Spell Chek

I got google chrome not to long ago after firefox blew up with how much porn I was downloading. It was screaming and on fire telling me just to uninstall it, but I didn’t and watched it in pain as I could hear the program straining to open fucking facebook. Then firefox just uninstalled itself, which is by the way the closest thing you can get to program suicide. So I opened internet explorer which is collecting dust in my computer and was so excited that someone wanted to open it, it crashed so I had to re-open it and I downloaded chrome. Well back to the back of my computer internet explorer, so you my grow old and die alone. O, getting dark here, anyways chrome has spell check which is so monumentally fucking amazing that I shit my pants when I saw the little squiggly red line show up underneath a mistyped “Massachusetts” . I thought that my computer was possessed by an evil grammar demon, so I immediately closed the internet and threw holy water on my computer. I thought it was blasphemy(I mistyped that word and chrome just spell checked it for me!) This whole functionality is like it was created by Einstein…from the future…who is also a robot!
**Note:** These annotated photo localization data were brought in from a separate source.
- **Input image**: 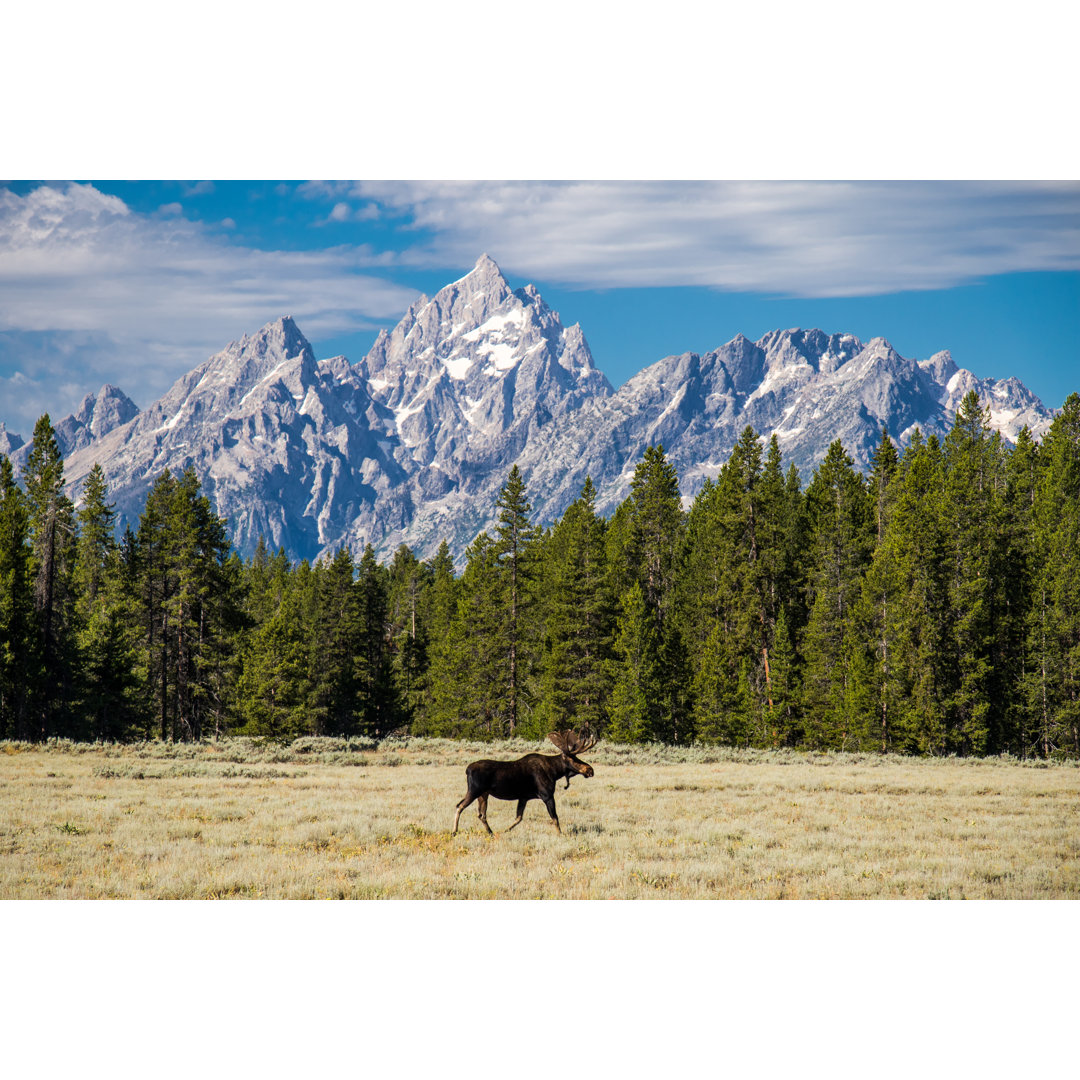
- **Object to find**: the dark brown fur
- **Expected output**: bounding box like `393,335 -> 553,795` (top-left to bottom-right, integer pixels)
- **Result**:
452,730 -> 597,835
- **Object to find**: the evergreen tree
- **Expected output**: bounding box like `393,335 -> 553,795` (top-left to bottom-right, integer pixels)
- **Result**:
996,427 -> 1039,753
607,583 -> 664,743
493,465 -> 539,735
415,541 -> 462,736
681,428 -> 794,746
431,532 -> 505,737
603,497 -> 637,605
23,415 -> 77,738
799,440 -> 873,749
167,469 -> 236,740
941,391 -> 998,753
691,621 -> 745,745
1025,394 -> 1080,756
357,544 -> 401,736
766,605 -> 801,747
387,543 -> 431,730
311,547 -> 363,736
629,445 -> 684,626
869,426 -> 900,544
236,578 -> 314,739
136,470 -> 177,740
133,468 -> 238,741
536,477 -> 614,735
882,433 -> 954,753
73,464 -> 139,740
626,445 -> 690,740
0,456 -> 34,740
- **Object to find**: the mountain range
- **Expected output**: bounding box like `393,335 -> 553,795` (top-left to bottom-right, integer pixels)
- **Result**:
4,255 -> 1056,563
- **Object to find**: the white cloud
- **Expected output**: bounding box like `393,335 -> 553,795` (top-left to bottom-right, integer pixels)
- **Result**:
353,181 -> 1080,298
0,183 -> 419,434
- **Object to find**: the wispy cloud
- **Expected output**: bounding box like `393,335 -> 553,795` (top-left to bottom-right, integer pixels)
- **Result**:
348,180 -> 1080,297
0,183 -> 419,433
180,180 -> 215,197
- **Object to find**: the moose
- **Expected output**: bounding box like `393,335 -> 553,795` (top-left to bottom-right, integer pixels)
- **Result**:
452,729 -> 598,836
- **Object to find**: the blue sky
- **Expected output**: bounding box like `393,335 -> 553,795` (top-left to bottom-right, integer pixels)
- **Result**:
1,180 -> 1077,437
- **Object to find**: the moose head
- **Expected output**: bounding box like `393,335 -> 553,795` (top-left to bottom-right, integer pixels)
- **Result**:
548,728 -> 598,781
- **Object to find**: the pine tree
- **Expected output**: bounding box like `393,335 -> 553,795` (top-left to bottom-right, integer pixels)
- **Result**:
387,543 -> 431,730
691,621 -> 743,744
357,544 -> 401,736
886,433 -> 954,753
607,583 -> 664,743
799,440 -> 874,749
135,470 -> 175,738
417,541 -> 465,736
132,469 -> 239,741
869,428 -> 899,538
681,427 -> 796,746
168,469 -> 236,740
629,445 -> 684,626
536,477 -> 614,735
311,547 -> 363,736
603,497 -> 637,605
436,531 -> 506,737
494,466 -> 539,736
0,456 -> 34,740
766,605 -> 801,747
73,464 -> 139,740
997,427 -> 1039,753
236,578 -> 314,739
1025,394 -> 1080,757
625,445 -> 689,741
23,415 -> 77,738
942,391 -> 998,753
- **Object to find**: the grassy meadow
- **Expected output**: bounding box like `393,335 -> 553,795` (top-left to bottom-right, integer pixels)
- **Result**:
1,737 -> 1077,899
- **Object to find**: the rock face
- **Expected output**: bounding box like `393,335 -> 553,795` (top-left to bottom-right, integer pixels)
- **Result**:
30,256 -> 1056,564
338,254 -> 613,558
62,316 -> 412,556
0,422 -> 23,458
54,385 -> 139,457
7,384 -> 138,473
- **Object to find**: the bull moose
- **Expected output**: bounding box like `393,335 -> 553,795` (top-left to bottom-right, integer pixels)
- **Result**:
452,729 -> 598,836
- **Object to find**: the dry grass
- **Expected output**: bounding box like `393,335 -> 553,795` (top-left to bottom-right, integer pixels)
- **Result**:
1,737 -> 1077,898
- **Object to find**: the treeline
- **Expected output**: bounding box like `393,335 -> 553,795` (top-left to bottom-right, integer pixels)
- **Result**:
2,391 -> 1078,756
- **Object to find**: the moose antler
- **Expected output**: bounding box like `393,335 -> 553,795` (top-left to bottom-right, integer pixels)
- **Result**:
548,729 -> 597,756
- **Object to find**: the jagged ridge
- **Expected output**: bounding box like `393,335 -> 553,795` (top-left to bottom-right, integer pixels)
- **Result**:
18,256 -> 1055,564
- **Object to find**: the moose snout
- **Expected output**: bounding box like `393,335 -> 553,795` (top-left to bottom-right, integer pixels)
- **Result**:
582,764 -> 595,778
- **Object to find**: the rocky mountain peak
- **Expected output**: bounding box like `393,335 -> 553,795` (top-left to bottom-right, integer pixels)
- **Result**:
362,258 -> 611,466
428,253 -> 513,329
0,422 -> 24,457
236,315 -> 313,368
55,384 -> 139,456
920,349 -> 959,384
758,328 -> 863,376
6,384 -> 139,466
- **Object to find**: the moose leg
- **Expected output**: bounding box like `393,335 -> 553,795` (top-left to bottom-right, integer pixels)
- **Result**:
505,799 -> 528,833
477,795 -> 493,835
452,792 -> 476,836
542,795 -> 561,834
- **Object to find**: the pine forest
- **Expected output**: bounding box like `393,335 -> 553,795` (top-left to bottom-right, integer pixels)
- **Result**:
2,390 -> 1078,759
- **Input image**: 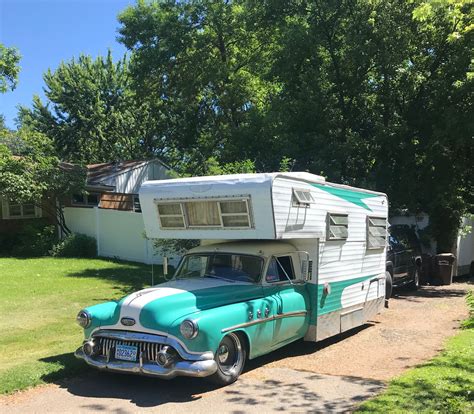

Fuck it, its sick. I can go on facebook attempt to make a status that is memorable or at least funny(which is no small task) and I don’t have to have some douche bag who comments in 20 seconds saying the correct word with an * next to it. Like people who correct what your saying while your fucking talking. “me and Jake…” “JAKE AND I!!!!” “I will tear your fucking tongue out.” “HA, I totally just called you on that, hehe continue” “I will slap you with your own uterus…Phill” Pisses me off.